Keaton plays Daphne, a divorced mum who has raised three daughters on her own and seen two of them happily hitched. Now she wants to marry off her youngest, Milly (Mandy Moore), and secretly goes online looking for Mr Right. Soon enough Mom has set up her unsuspecting daughter with a smoothie architect (Tom Everett Scott), but she'll have to see off the hunky blues guitarist (Gabriel Macht) that Milly has just hooked up with.

Even if this were a plausible comic premise, Keaton's character sets one's teeth on edge. She's clearly meant to be dizzy and adorable, but is, in fact, simply a controlling busybody who puts the "mother" into "smother".

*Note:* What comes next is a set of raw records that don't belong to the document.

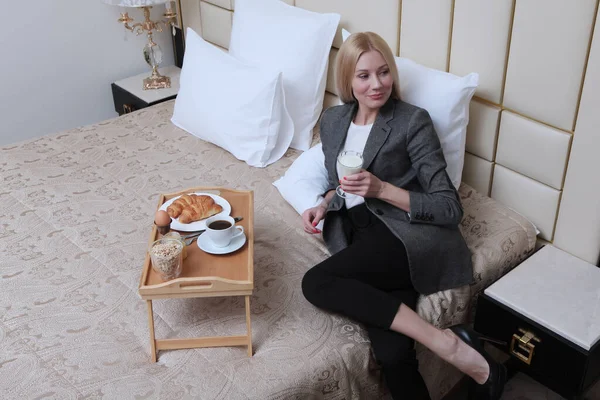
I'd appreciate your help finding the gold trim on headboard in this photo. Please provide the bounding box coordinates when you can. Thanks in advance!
[446,0,456,72]
[573,1,600,133]
[500,0,517,104]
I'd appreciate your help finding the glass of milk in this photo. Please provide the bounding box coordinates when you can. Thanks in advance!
[335,150,363,198]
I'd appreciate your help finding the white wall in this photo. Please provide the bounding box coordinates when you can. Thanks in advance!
[0,0,174,145]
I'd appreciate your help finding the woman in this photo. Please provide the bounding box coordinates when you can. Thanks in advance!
[302,32,506,399]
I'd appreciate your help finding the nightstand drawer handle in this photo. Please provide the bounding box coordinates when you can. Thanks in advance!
[510,328,541,365]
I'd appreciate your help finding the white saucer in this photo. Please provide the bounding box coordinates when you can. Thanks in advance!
[197,233,246,254]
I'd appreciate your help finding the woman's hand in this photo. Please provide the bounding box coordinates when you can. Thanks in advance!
[302,201,328,234]
[340,170,385,198]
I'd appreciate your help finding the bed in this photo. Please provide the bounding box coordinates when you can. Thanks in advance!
[0,101,535,399]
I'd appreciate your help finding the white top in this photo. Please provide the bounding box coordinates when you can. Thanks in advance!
[340,122,373,209]
[115,65,181,103]
[485,245,600,350]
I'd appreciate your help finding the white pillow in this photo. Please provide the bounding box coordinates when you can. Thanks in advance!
[342,29,479,189]
[229,0,340,150]
[171,28,294,167]
[273,143,329,214]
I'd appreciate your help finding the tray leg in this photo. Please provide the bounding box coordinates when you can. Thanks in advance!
[246,296,252,357]
[146,300,156,362]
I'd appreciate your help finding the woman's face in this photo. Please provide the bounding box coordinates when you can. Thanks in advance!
[352,50,394,109]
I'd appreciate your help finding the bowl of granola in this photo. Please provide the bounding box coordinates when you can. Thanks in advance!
[149,237,183,281]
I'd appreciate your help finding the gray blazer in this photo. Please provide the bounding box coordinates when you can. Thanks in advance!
[321,99,473,295]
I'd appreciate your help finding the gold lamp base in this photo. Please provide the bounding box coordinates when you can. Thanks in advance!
[118,4,177,90]
[143,71,171,90]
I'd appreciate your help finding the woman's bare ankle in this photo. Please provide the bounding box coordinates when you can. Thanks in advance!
[438,329,490,384]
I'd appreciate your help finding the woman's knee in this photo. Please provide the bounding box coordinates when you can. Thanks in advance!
[302,267,325,305]
[375,346,419,371]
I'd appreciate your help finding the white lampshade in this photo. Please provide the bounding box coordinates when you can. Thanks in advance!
[102,0,171,7]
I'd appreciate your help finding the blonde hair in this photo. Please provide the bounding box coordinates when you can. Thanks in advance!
[335,32,400,103]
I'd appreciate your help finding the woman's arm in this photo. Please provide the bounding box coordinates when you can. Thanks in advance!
[377,182,410,212]
[406,109,463,226]
[341,110,463,226]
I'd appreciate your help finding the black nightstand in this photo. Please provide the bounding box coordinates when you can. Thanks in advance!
[111,66,181,115]
[475,245,600,400]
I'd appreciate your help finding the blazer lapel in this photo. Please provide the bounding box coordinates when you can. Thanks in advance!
[358,98,394,169]
[334,102,358,170]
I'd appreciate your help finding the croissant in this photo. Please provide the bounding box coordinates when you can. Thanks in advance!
[167,194,198,218]
[173,195,223,224]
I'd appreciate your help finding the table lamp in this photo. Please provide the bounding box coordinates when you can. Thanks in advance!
[103,0,177,90]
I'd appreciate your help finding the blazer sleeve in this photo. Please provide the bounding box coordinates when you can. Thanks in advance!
[319,108,339,196]
[406,109,463,227]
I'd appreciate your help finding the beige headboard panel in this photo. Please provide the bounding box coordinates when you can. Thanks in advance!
[179,0,600,263]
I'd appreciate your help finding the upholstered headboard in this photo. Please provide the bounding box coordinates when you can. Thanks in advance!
[171,0,600,263]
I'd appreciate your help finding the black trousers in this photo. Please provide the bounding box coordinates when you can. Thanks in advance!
[302,204,430,400]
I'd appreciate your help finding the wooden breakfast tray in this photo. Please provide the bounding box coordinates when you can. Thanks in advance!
[139,187,254,362]
[139,187,254,300]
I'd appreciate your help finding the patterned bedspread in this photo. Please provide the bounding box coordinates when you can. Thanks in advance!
[0,102,535,400]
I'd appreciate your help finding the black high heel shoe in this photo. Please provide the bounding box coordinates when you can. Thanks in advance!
[448,325,507,400]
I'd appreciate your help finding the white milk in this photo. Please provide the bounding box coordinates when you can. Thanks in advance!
[337,154,362,178]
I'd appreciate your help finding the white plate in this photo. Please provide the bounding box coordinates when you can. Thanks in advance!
[159,192,231,232]
[198,233,246,254]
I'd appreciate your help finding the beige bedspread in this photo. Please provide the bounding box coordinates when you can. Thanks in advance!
[0,102,535,400]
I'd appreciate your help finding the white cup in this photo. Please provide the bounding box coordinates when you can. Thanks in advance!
[204,215,244,247]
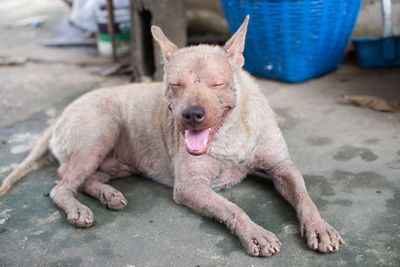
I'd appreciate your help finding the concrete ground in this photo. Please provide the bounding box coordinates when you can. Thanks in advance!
[0,0,400,266]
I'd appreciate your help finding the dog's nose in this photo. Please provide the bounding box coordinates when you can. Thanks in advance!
[182,106,206,125]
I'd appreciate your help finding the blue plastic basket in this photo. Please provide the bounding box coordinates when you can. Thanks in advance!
[221,0,361,82]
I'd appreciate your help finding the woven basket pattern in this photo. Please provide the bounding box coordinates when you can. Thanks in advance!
[221,0,361,82]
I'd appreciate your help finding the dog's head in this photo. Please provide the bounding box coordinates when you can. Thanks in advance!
[151,16,249,155]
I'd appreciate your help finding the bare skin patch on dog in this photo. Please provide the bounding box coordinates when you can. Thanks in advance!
[8,133,40,154]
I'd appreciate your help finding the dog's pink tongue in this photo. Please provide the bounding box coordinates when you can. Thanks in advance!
[185,129,210,154]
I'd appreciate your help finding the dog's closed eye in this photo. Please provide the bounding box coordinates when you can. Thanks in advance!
[211,83,225,88]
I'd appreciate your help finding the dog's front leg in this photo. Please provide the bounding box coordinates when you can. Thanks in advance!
[174,156,281,257]
[261,153,344,253]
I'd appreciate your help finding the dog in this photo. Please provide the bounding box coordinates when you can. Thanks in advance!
[0,16,343,257]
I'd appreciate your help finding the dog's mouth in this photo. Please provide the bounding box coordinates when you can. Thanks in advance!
[182,108,227,156]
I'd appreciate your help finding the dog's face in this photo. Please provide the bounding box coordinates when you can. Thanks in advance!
[152,17,248,155]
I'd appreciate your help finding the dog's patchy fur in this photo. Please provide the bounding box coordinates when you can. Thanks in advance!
[0,18,343,256]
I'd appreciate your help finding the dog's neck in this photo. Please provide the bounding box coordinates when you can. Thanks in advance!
[208,69,262,161]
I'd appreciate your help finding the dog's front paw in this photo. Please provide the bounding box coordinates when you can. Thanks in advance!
[301,219,344,253]
[239,224,282,257]
[67,202,94,228]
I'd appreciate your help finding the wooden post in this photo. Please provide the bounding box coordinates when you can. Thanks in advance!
[107,0,117,62]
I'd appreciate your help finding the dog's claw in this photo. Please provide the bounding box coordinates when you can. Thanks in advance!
[239,224,281,257]
[302,220,343,253]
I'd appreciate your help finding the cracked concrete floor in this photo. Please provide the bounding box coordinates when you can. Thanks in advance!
[0,0,400,266]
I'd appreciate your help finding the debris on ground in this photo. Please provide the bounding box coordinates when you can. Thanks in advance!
[343,95,400,112]
[0,57,29,66]
[9,16,47,28]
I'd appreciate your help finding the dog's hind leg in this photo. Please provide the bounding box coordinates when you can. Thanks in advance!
[81,172,128,210]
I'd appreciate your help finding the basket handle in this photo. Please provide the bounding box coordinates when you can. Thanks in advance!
[382,0,392,37]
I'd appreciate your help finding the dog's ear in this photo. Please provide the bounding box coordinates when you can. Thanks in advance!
[151,25,178,61]
[223,15,250,68]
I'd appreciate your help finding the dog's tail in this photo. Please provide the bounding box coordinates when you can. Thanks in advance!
[0,123,55,195]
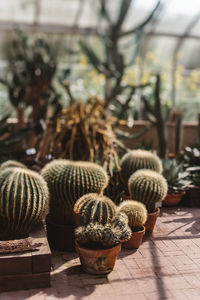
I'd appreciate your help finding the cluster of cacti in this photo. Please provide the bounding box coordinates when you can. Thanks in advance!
[128,169,168,213]
[75,213,131,248]
[0,160,27,172]
[74,193,116,225]
[41,159,108,225]
[119,200,147,228]
[121,149,162,184]
[0,167,49,240]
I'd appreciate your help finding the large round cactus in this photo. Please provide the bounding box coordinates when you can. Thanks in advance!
[121,149,162,185]
[0,160,27,172]
[128,169,168,213]
[119,200,147,227]
[41,159,108,225]
[74,193,116,225]
[0,168,49,240]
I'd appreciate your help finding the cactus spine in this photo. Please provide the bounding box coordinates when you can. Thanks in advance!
[119,200,147,228]
[121,149,162,184]
[128,169,168,213]
[0,168,49,240]
[0,160,27,172]
[74,193,116,225]
[75,213,131,248]
[41,159,108,225]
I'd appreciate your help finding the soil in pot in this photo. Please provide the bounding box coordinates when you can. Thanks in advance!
[122,226,145,249]
[144,207,160,233]
[46,214,75,251]
[162,192,185,206]
[75,241,121,275]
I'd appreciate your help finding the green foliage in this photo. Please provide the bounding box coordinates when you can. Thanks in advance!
[0,31,59,122]
[0,168,49,240]
[128,169,168,213]
[74,193,116,225]
[162,159,190,193]
[80,0,160,118]
[0,160,27,172]
[142,74,169,158]
[121,149,162,185]
[41,159,108,225]
[75,213,131,248]
[119,200,147,228]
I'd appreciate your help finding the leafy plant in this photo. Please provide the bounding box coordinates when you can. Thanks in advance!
[162,159,190,193]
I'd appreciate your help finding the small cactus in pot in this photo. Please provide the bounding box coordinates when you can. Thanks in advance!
[121,149,162,186]
[41,159,108,251]
[128,169,168,232]
[75,195,131,274]
[119,200,147,249]
[128,169,168,213]
[74,193,116,225]
[0,167,49,240]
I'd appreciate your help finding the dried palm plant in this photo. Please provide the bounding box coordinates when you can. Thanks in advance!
[38,96,125,174]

Nelson evidently has no sense of humour, otherwise she wouldn't run the terrifically unamusing scene (twice) in which Keaton's dog watches internet porn, or have her share inappropriate sexual revelations with her daughter. The film's destination, ending a purgatorial journey through "life lessons" and "personal growth", can be glimpsed a country mile away. It's all as cosy and interesting as an old bed-sock.

At one point Daphne warns Milly, "You're going to end up like some pathetic character in a Tennessee Williams play." If ever a film could have used a character from a Tennessee Williams play, it's this one.